Ziel der Angreifer sei es unter anderem, befallene Systeme an ein sogenanntes Botnetz anzuschließen. Dabei handelt es sich um einen Verbund von ferngesteuerten Rechnern, mit dem kriminelle Programmierer zum Beispiel Spam versenden. Die weitere Analyse der nachgeladenen Dateien laufe noch, erklärte das BSI.

Nach Angaben des BSI erhalten die aktuellen Varianten C und D die Updates. Die Dateien werden nach Angaben der Behörde nicht von einem Server im Internet heruntergeladen - der Austausch erfolge über eine sogenannte Peer-to-Peer-Funktionalität. Dabei kommunizieren die Rechner in einem Netzwerk direkt miteinander.

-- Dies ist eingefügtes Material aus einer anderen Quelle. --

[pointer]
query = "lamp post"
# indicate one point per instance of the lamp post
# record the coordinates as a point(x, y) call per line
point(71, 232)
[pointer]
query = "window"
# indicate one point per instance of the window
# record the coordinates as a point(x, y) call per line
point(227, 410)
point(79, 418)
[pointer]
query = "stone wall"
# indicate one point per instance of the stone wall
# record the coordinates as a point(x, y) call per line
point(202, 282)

Der Wurm verbreitet sich nach BSI-Angaben hauptsächlich über eine Schwachstelle in Windows-Betriebssystemen. Diese ist bereits seit Oktober bekannt und von Hersteller Microsoft mit einem Sicherheits-Update geschlossen worden. Die Behörde rät, für das Betriebssystem und alle Anwendungsprogramme wie Browser, Acrobat Reader oder Flash die verfügbaren Sicherheits-Updates zu installieren. Zusätzlich solle man eine Firewall und ein Virenschutzprogramm verwenden.

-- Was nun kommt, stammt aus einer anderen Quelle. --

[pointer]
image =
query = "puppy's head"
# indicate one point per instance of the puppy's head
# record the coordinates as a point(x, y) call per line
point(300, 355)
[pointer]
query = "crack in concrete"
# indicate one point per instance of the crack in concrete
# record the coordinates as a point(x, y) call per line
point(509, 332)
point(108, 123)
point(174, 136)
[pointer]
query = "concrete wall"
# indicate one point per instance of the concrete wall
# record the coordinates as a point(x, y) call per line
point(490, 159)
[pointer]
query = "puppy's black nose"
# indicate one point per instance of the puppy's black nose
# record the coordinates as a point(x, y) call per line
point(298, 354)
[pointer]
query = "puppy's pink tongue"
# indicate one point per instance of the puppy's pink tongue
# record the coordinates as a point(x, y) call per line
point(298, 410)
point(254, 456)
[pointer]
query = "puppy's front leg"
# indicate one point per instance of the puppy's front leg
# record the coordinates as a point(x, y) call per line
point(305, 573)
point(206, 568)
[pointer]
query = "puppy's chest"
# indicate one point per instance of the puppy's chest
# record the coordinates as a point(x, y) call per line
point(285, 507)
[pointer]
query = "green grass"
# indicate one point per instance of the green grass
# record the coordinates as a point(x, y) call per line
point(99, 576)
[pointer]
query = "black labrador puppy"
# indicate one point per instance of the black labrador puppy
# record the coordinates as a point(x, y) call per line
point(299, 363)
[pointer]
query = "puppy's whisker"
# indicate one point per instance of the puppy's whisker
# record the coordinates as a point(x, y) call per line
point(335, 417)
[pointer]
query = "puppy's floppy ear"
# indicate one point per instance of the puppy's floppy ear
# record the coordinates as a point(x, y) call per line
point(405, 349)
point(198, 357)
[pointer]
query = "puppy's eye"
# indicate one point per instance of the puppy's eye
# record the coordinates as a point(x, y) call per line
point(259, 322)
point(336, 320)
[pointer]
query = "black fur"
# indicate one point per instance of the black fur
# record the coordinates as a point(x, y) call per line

Der Conficker-Wurm hat in den vergangenen Monaten zahlreiche Netzwerke von Unternehmen und Großorganisationen befallen. Schätzungen zufolge sind weltweit zwischen drei und zehn Millionen Rechner infiziert. Experten hatten erwartet, dass der Schädling am 1. April aktiv werden und große Schäden verursachen würde. Ein Angriff in großem Maßstab war jedoch zunächst ausgeblieben.